WebSocket Communication Protocol
Real-time sign language recognition relies on a persistent, low-latency communication channel between the web client and the inference server. This is achieved using the WebSocket Protocol.
Protocol Overview
The communication is bidirectional but primarily driven by the client sending video frames and the server responding with inference results.
Sequence Diagram
sequenceDiagram participant C as Client (Browser) participant S as Server (FastAPI) participant M as Model (ONNX) C->>S: WebSocket Connect S-->>C: Accept loop Video Stream C->>S: Binary Frame (JPEG) S->>S: Decode & Analyze Motion alt Motion Detected S->>S: Buffer Frame alt Buffer Full / Sequence Ready S->>M: Run Inference (Async) M-->>S: Sign ID S-->>C: JSON Prediction "SignName" end end end
Connection Lifecycle
- Handshake: The client initiates a connection to
/live-signs. - State Initialization: The server initializes a session-specific state, including:
last_inference_time: Timestamp of the last processed frame.sign_frames: A ring buffer to store incoming frames for the temporal model.motion_detected: Boolean flag to trigger inference.
- Data Loop: The server enters an infinite loop waiting for messages (frames).
- Termination: The connection is closed when the client disconnects or an error occurs.
Message Format
Client → Server
Messages sent by the client are binary blobs containing JPEG-encoded images.
- Format: binary (bytes)
- Content: Compressed image frame from the user’s camera.

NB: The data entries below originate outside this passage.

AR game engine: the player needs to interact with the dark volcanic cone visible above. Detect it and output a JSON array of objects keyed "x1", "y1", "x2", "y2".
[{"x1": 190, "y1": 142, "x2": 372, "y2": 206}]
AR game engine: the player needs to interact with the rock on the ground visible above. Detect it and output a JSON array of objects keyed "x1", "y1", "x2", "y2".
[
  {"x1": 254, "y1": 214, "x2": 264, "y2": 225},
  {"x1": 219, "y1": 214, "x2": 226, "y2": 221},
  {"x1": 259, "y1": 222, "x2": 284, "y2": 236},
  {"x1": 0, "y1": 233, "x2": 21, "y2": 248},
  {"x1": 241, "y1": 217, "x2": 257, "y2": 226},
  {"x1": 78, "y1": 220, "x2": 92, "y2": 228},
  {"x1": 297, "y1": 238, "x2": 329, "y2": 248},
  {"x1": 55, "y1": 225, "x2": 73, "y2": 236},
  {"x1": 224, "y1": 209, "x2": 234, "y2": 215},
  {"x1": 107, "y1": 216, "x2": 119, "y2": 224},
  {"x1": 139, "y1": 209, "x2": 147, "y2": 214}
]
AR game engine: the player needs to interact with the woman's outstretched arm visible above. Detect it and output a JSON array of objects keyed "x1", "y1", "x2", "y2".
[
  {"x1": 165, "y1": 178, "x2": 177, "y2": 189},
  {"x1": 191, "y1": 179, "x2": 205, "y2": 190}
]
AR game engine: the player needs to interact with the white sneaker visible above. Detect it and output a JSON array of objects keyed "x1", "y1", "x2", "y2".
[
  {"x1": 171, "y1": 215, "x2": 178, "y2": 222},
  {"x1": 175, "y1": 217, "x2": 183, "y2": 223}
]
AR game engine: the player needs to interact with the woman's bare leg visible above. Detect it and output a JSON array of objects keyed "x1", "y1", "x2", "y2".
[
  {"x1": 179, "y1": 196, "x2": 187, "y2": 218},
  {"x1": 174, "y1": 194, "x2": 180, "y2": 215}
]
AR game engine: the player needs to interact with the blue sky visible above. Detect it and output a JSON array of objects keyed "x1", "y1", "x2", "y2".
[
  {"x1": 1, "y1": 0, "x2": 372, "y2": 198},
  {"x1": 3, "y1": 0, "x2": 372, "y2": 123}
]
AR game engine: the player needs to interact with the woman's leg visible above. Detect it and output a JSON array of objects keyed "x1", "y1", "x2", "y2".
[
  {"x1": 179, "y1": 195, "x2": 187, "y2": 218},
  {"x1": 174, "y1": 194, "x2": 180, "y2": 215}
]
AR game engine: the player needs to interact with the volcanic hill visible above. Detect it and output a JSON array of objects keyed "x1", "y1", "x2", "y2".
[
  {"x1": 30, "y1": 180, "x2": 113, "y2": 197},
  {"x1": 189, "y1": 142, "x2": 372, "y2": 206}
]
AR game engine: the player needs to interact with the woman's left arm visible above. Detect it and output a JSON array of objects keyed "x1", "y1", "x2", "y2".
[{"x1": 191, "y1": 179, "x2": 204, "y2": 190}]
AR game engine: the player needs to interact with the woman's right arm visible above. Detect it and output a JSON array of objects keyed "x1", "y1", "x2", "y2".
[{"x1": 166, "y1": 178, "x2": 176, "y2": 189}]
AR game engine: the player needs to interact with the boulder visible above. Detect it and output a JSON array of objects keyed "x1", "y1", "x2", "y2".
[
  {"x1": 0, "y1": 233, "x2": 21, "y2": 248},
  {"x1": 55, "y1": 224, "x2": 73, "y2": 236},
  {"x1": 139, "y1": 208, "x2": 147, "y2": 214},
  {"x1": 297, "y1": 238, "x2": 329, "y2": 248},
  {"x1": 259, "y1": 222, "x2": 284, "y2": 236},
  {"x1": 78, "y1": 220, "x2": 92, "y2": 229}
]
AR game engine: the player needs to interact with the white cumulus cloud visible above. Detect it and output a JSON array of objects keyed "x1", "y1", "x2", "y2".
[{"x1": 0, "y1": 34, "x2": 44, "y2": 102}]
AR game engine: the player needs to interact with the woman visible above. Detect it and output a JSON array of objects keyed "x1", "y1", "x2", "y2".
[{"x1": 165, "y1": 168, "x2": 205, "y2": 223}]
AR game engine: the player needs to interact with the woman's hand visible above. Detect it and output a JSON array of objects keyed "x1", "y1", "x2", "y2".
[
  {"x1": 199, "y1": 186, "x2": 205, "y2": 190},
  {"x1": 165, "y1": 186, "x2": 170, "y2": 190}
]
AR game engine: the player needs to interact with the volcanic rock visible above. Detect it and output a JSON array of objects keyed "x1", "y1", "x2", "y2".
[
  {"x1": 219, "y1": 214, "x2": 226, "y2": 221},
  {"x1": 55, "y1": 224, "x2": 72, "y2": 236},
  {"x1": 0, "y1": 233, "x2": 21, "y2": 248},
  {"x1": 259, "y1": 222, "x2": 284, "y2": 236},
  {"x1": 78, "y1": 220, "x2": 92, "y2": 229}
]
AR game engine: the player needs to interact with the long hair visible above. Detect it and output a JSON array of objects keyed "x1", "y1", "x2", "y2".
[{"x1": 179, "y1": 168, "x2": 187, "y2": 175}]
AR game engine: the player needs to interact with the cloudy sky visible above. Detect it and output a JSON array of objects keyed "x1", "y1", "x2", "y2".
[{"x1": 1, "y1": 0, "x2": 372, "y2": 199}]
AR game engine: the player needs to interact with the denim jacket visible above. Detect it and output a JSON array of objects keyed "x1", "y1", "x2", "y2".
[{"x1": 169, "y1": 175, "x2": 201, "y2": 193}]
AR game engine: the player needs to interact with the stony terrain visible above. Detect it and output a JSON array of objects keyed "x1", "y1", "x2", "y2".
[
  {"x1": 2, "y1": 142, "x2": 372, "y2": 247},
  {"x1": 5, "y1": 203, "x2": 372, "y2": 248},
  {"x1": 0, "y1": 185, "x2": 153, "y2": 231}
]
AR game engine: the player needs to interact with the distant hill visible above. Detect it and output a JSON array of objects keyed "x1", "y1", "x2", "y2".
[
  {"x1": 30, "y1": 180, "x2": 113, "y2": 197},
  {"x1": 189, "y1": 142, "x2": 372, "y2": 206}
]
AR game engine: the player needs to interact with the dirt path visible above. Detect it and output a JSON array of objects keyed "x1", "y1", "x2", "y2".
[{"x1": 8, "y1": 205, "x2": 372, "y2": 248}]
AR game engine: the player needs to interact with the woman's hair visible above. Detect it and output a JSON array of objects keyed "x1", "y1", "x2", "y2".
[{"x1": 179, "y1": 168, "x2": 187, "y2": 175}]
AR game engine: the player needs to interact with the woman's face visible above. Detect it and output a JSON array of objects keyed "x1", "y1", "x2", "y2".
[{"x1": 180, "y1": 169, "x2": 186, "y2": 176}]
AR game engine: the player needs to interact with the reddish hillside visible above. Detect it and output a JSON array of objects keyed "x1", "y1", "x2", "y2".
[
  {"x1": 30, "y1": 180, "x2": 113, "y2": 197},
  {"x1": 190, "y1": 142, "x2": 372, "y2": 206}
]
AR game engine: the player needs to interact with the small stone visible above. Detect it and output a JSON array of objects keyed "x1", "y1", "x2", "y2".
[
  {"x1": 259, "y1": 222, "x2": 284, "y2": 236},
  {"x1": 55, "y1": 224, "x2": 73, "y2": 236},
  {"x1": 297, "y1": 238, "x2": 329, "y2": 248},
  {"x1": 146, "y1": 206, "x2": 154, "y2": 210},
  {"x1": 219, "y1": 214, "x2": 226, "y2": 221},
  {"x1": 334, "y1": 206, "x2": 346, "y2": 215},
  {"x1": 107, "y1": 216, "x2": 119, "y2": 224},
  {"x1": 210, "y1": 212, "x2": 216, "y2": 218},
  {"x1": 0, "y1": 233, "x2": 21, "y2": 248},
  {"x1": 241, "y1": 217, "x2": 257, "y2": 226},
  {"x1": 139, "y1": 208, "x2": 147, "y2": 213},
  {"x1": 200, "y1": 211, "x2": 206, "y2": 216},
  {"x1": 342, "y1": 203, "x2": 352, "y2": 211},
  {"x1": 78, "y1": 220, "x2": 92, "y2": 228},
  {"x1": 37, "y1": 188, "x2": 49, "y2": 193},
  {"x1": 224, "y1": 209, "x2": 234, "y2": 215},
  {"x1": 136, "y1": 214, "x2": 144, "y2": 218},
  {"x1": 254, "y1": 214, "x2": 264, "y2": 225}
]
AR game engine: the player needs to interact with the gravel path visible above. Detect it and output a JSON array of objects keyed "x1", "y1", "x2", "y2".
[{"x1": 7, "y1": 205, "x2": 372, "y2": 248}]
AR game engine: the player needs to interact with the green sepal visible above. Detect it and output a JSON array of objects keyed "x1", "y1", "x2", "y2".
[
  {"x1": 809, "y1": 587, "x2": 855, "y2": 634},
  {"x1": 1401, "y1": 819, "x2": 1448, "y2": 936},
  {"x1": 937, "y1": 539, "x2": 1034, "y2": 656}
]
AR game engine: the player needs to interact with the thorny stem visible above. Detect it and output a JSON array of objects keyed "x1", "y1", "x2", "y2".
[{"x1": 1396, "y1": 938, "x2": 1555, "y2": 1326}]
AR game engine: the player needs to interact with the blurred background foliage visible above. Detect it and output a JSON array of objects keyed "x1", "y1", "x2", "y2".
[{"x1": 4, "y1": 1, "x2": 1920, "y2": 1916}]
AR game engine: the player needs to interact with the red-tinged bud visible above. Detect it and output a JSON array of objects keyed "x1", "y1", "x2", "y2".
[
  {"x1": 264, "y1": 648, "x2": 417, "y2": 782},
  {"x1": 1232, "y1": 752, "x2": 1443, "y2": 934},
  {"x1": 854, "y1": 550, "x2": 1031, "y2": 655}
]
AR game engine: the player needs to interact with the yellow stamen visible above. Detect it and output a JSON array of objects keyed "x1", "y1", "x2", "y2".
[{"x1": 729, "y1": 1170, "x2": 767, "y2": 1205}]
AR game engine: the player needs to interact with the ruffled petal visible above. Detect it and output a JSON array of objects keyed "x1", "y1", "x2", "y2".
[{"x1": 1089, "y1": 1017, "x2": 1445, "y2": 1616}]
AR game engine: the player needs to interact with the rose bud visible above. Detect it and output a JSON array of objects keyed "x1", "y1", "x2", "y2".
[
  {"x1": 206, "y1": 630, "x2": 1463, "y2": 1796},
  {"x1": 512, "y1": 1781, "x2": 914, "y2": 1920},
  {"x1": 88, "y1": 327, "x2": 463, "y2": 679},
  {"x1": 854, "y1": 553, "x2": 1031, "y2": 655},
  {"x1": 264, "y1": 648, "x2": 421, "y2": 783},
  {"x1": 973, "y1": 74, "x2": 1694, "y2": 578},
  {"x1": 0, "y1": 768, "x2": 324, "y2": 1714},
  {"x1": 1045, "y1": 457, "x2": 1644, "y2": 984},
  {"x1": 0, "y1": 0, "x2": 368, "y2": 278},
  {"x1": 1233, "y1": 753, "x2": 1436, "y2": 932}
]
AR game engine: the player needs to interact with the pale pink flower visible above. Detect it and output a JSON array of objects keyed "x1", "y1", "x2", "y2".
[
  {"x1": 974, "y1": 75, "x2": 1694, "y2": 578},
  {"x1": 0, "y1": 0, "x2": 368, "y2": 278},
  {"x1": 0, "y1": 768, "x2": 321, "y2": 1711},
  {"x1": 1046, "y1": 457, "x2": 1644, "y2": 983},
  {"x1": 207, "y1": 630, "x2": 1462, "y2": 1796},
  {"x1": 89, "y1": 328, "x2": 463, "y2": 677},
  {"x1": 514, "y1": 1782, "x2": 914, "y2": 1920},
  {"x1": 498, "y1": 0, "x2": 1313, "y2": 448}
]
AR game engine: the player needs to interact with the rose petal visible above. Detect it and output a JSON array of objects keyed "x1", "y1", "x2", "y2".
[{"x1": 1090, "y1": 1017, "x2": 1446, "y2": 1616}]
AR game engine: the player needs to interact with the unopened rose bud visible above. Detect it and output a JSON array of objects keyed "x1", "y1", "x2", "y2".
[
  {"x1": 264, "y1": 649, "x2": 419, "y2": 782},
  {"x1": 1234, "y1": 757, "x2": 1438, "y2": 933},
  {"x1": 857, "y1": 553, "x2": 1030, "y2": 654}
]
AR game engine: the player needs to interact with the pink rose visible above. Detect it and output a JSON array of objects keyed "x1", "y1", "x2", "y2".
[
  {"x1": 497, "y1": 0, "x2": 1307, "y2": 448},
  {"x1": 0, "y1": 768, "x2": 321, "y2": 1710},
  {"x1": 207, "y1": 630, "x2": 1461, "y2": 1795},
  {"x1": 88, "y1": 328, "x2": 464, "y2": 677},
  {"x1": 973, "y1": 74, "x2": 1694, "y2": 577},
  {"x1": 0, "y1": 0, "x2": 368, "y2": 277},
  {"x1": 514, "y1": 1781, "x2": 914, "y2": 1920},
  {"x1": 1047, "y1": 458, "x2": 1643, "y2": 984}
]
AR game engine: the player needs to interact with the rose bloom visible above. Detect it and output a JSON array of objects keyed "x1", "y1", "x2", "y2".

- Frequency: Frame rate of the client’s camera (e.g., 30 FPS).
Server → Client
Messages sent by the server are JSON text strings containing predictions or status updates.
Prediction Payload
{
"type": "prediction",
"payload": "HELLO",
"probability": 0.95,
"inference_time": 0.045
}Status Payload (Example)
{
"type": "status",
"message": "Motion Detected",
"code": "MOTION_START"
}Concurrency and Performance
To maintain real-time performance, the server utilizes asynchronous programming (asyncio) combined with a Thread Pool.
- Async/Await: Used for handling WebSocket I/O (receiving frames, sending responses) without blocking the event loop.
- Thread Pool (
run_in_executor): CPU-intensive tasks like image decoding (cv2.imdecode), preprocessing, and model inference are offloaded to a thread pool. This prevents the main event loop from freezing, ensuring the server remains responsive to ping/pong frames and other connections.